4 p.m. www.historychannel.com.

 

Monday, September 5

It's your last chance, at least for a while, to encounter more than 7,000 free-flying butterflies in The Natural History Museum of Los Angeles County's Robinsons-May Pavilion of Wings. The giant swallowtails, monarchs, American painted ladies and California dogfaces will soon flit into hibernation until next spring.

900 Exposition Blvd., Los Angeles. (213) 763-3466. www.nhm.org.


Heliconius Charitonius

Tuesday, September 6

Depression-era Manhattan provides the backdrop for the first production of the Ahmanson's 2005-2006 season. The play is "Dead End," which preceded the 1937 Humphrey Bogart film. Written by Sidney Kingsley, it tells the story of a gang of poor teenagers being displaced by the wealthy tenants that threaten to move into their neighborhood. Expect stunning visuals with a set that includes a 40-foot-high New York City skyline and a simulation of the East River, accomplished by filling the playhouse's orchestra pit with more than 10,000 gallons of water.

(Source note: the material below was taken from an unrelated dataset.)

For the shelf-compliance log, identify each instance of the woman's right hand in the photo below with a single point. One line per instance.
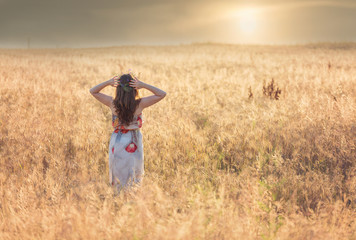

Runs through Oct. 16. 135 North Grand Ave., Los Angeles. (213) 628-2772.

(From left) Kathryn Hahn, Ricky Ullman and Tom Everett Scott star in "Dead End." Photo by Craig Schwartz

Wednesday, September 7

Just when you'd forgotten about Tara Lipinski, she turned up as the mystery guest at ACME Comedy Theatre's "What's My Line?" Journal singles columnist J. Keith Van Straaten moderates the weekly live act based on the television show of the same name. You'll recall that's the one where celebrity panelists try to guess the occupation of a guest by asking only yes or no questions. Other past mystery guests and panelists have included Camryn Manheim and Hector Elizondo.

8 p.m. $15. ACME Comedy Theatre, 135 N. La Brea Ave., Los Angeles. (323) 525-0202.

 

Thursday, September 8

Ditch the striptease aerobics and focus inward today. Get your soul in shape with Atid's Spiritual Bootcamp III: Jewish Meditation With the Zen Rabbi. Young professionals are invited to spend the evening with Rabbi Alan Lew, who discusses the upcoming high holidays utilizing the Jew-Bu (that's Jewish Buddhist, to you) philosophies of his latest book, "Be Still and Get Going: A Jewish Meditation Practice for Real Life."

7 p.m. Free (Sinai Temple members), $5 (nonmembers). R.S.V.P., (310) 481-3244.


Friday, September 9

We here at Seven Days can't resist good wordplay. And so we must devote today's space to Beth Shir Shalom's cleverly named open house, barbecue and Shabbos tish, which is called ... wait for it ... "Tish Kabob!"
It's too cute to resist, and so you shan't either. You shall go and eat and pray and enjoy music by the progressive Reform synagogue's all-member band, the Tish Tones.